There are special situations where something happen between 2 nodes working in QNET. When this thing happen (I dont know yet what actually is) one node let say node A, cant talk no longer with node B by qnet (eg: pidin -n B, ls /net/B/bin).
From other nodes theres no problem with B, and no problems from node B to node A or any other node in the net.
What I saw is when I do for example a pidin -nB, a thread of procnto is created and it blocks vs io-net.
Even more, if I restart node A the problem persist (this could be natural), the only thing that solve the situation is doing an umount on node B of the net driver working over qnet (speedo.so) and remount it.
If on node B I run a pidin there is no problem, buy I do pidin of files descriptors, it stop on io-net.
Its seems like io-net lose some fd. But I dont know why and who to solve it.
It could be the version of the driver I supouse, but it happend with speedo and rtl too as I remember.
take a look at /proc/qnetstats (cat it), and the slog (sloginfo) to see if there are any errors reported.
turn on crc checking (do_crc=1) option (see docs for npm-qnet-l4_lite.so)
When qnet behaves like this it is usually bad networking hardware. If everything works OK with do_crc=1, then throw out your network cards and get good ones…
Look, I’ve already tried suggestion number 1. Here are the attachs of that reports when it fails. Node B in my previouse description is node ‘ppc2’ (The one which has the problem maybe). ‘dev1’ is other node in the network which blocks when I run ‘pidin -n ppc2’ for example.
There are lot of errors logged but I can’t still get a conclusion.
In addition here is the pidin of target node (B/ppc2)
As I mentioned, there is a procnto thread blocked on an io-net one for each app. in other node (dev1) trying to talk to node ppc2 over qnet.
With respect to the crc-checking option I think it’s very interesting. I’ll test it. The question here is about performance because there is a realtime broadcasted data over the network going to the clients.
Other thing that put this harder is that this is a very unfrecuent event. It happend, let’s say, once a month on a 12 nodes qnx living system.
Juan, I looked at your qnet stats. It definitely looks like data corruption (you are getting invalid scoids).
It appears that occasionally the NIC reports a frame as good (there are no reported bad frames) yet the frame is actually either corrupt when it is received, or it is corrupted as it is transfered to memory.
Turning “do_crc=1” on should fix this, but this indicates that you have defective hardware (the NIC is supposed to CRC the frame itself, and (with correctly functioning hardware) there is no possibility of the frame being corrupted as it is transfered to memory.

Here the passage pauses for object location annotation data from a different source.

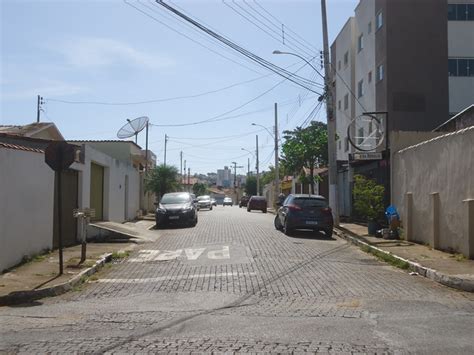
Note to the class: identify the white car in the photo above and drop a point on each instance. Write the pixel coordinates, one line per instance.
(227, 201)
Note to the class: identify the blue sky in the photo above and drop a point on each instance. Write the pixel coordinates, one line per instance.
(109, 52)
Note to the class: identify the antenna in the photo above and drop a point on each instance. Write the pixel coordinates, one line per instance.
(132, 128)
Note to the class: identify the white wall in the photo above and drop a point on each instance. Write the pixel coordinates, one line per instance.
(445, 165)
(114, 185)
(26, 205)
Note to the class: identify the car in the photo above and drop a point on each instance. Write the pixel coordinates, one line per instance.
(176, 208)
(227, 201)
(257, 203)
(302, 211)
(243, 201)
(204, 201)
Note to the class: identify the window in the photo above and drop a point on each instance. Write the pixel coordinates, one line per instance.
(461, 12)
(378, 21)
(380, 72)
(461, 67)
(360, 88)
(360, 42)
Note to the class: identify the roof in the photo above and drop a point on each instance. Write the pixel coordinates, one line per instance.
(455, 117)
(20, 147)
(103, 141)
(30, 129)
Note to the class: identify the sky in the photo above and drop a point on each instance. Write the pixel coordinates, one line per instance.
(98, 63)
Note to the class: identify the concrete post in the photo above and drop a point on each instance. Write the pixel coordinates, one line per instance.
(435, 219)
(409, 216)
(469, 226)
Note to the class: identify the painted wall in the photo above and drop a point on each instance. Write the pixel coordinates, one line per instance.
(445, 165)
(26, 205)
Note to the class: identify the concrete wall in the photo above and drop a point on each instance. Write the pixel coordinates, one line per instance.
(443, 165)
(26, 205)
(114, 185)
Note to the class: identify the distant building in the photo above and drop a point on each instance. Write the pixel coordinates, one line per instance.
(413, 60)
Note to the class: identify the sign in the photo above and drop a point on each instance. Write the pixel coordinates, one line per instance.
(59, 155)
(367, 156)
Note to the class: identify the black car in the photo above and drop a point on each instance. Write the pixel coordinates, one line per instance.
(304, 212)
(176, 208)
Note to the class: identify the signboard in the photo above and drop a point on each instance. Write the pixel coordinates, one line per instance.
(367, 156)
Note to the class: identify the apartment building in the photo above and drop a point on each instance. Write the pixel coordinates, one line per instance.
(410, 60)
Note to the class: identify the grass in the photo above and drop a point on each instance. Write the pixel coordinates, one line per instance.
(387, 258)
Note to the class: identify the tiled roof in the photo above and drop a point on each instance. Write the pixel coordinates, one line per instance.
(20, 147)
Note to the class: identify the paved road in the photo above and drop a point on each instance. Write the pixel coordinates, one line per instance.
(234, 283)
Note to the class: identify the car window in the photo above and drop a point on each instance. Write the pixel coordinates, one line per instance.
(310, 202)
(170, 199)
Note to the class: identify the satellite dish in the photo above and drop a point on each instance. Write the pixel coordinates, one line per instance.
(133, 127)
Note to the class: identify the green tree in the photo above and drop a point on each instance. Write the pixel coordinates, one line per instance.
(162, 179)
(251, 186)
(199, 189)
(305, 148)
(368, 197)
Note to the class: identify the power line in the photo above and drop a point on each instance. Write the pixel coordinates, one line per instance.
(276, 69)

That said, the previous is based on the driver being error free. There could be a bug in the driver that corrupts the packet after it is received. What driver are you using?
Look, I’m using ‘speedo’ driver mounted on a traditional (at least for me) 0x8086-0x1229 Intel NIC (onboard card). We’ve been using this card for years (even in QNX4.25) with no problems at all. This card appears as supported hardware in qnx 6 database.
I don’t know how can I see the specific version of speedo driver. The only thing I can tell you is that is the one which is installed when QNX 6.3.0 SP3 + Core patch 6.3.2 CD is installed (you can see my qconfig output).
There is a newer version of speedo (nov 2007) that I don’t test yet. Do you think this new driver could be a solution for this problem?
So does “do_crc=1” solve the problem then?
[/quote]
Well, it’s no so easy. As I told you the problem is very very sporadic (actually it didn’t happen again since a couple of weeks ago…) and I have to wait for a propitious moment to stop the whole system. But it’s still in mind!
The other posibility is the newer ‘speedo’… Maybe in the next weeks I can test all this things… and I’ll tell you.